China will expand a pilot program this year to transfer government holdings in state-owned enterprises to social security funds nationwide in response to concerns about the sustainability of the pension system.
The State Council decided at an executive meeting Wednesday to fully push for the transfer of 10% of the equity in state-owned companies to the national social security fund and relevant local entities.
The move is a further implementation of a 2017 trial plan that was limited to a small number of central government-owned businesses in selected provinces.

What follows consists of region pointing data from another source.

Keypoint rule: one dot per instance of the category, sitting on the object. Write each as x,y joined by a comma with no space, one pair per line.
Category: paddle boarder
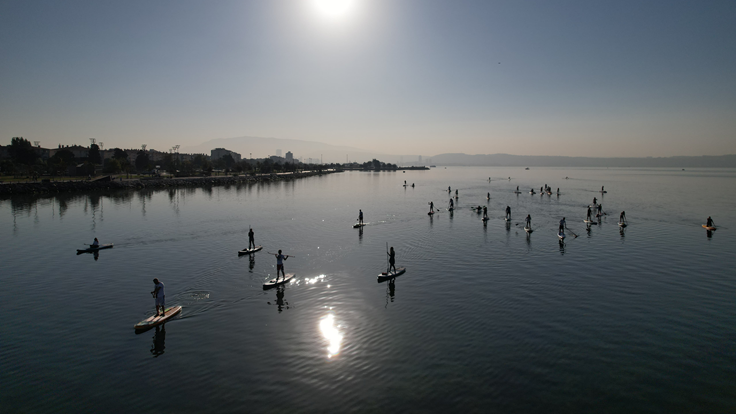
391,260
280,265
159,295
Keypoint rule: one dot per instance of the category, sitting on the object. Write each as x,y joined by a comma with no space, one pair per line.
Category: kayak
385,276
94,249
249,251
158,320
273,283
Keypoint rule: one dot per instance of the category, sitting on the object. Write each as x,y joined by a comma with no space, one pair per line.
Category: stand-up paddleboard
249,251
94,249
385,276
158,320
273,283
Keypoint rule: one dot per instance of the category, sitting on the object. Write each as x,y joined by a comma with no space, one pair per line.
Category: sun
334,9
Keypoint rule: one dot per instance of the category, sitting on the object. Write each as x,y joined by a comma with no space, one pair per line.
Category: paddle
388,266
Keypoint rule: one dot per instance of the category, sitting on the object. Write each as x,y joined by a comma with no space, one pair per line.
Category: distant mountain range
263,147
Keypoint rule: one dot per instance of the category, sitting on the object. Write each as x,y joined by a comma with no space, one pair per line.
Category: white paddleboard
385,276
158,320
249,251
273,283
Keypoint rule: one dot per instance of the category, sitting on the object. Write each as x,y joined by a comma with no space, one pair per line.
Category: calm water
486,319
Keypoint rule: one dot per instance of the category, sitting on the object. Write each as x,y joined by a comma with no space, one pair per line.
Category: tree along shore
109,183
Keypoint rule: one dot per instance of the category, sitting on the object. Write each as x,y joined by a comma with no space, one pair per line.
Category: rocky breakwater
151,183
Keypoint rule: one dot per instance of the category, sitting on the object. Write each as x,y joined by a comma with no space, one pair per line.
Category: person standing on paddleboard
159,294
251,238
391,260
280,265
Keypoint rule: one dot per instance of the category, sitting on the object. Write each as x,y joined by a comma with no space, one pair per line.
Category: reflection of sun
330,332
334,9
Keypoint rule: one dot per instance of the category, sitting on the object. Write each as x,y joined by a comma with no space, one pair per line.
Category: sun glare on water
334,9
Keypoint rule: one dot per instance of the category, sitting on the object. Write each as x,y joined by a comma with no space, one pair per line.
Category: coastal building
218,153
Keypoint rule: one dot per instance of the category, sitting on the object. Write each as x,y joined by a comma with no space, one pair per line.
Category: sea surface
487,319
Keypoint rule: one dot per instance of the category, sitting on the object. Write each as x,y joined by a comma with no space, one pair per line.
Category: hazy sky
589,78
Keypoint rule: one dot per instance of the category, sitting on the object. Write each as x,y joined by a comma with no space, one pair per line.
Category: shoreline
51,187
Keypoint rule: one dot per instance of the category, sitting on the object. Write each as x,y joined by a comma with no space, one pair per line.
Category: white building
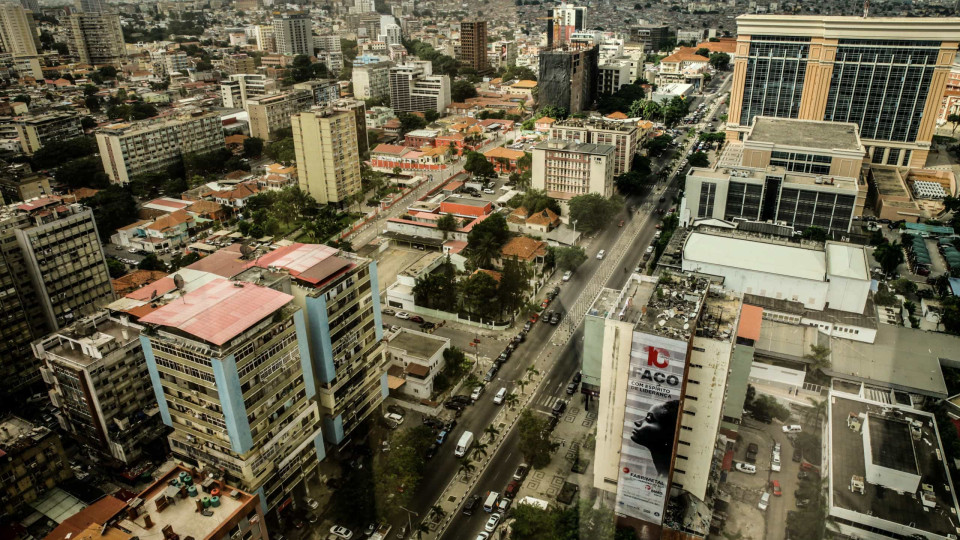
834,275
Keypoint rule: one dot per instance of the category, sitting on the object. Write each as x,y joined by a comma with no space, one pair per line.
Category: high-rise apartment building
131,149
565,169
231,372
339,296
33,463
473,45
887,75
624,136
237,89
52,261
371,80
18,32
568,78
328,156
294,34
414,87
564,20
96,39
270,113
98,381
235,64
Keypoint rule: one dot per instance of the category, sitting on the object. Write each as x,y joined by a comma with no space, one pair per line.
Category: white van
466,440
490,503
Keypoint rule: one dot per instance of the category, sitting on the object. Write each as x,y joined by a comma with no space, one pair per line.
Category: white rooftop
757,256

According to the timetable set in 2017, the transfer should be completed in batches and as soon as possible after 2018. But the progress so far has been too slow, said former Finance Minister Lou Jiwei, former Deputy Commissioner of China’s State Taxation Administration Xu Shanda and Zhang Junkuo, vice president of the Development Research Center of the State Council.
Lou said in March that only five of about 600 companies have completed the equity transfers.

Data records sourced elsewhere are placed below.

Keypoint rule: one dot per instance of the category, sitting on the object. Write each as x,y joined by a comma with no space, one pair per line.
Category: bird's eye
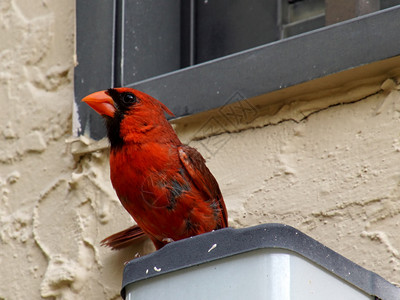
129,98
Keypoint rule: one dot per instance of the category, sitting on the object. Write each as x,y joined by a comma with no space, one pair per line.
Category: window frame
253,72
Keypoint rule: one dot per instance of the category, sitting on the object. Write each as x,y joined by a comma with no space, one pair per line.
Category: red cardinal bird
163,184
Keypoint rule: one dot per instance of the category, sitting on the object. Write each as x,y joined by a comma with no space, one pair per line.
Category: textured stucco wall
328,166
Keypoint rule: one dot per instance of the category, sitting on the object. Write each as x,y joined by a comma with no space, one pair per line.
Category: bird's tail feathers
124,238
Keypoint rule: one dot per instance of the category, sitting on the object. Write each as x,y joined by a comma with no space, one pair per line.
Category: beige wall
325,161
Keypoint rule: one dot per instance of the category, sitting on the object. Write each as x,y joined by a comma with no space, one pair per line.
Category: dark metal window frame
251,73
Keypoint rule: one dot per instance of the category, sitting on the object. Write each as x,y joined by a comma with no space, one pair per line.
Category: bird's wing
202,178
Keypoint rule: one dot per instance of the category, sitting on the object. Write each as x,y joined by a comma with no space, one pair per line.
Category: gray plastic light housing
270,261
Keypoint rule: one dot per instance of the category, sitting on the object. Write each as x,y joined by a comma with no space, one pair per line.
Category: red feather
163,184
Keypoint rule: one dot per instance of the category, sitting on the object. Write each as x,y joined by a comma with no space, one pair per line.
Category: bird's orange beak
101,102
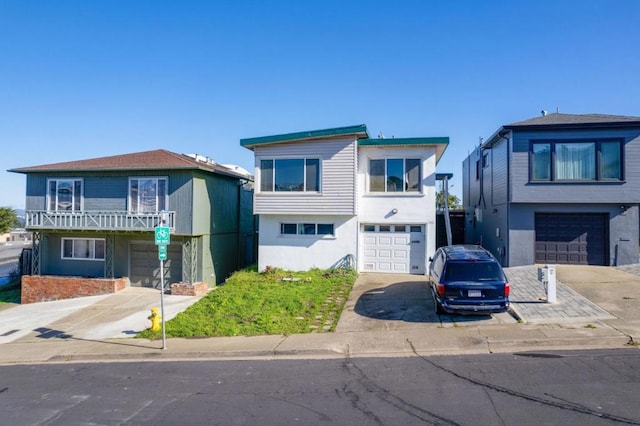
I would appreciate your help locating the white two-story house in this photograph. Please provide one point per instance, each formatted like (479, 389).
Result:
(335, 196)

One reason for the slow progress in that existing state-owned shareholders were not willing to cooperate, Caixin learned.
China’s social security fund is under increasing strain as a result of a rapidly aging population and a shrinking workforce. Some provinces running deficits in their pension funds have been forced to borrow from other provinces to meet pension payments.
An April report by the Chinese Academy of Social Sciences, a central government think tank, projected that the national social security fund would be depleted by 2035.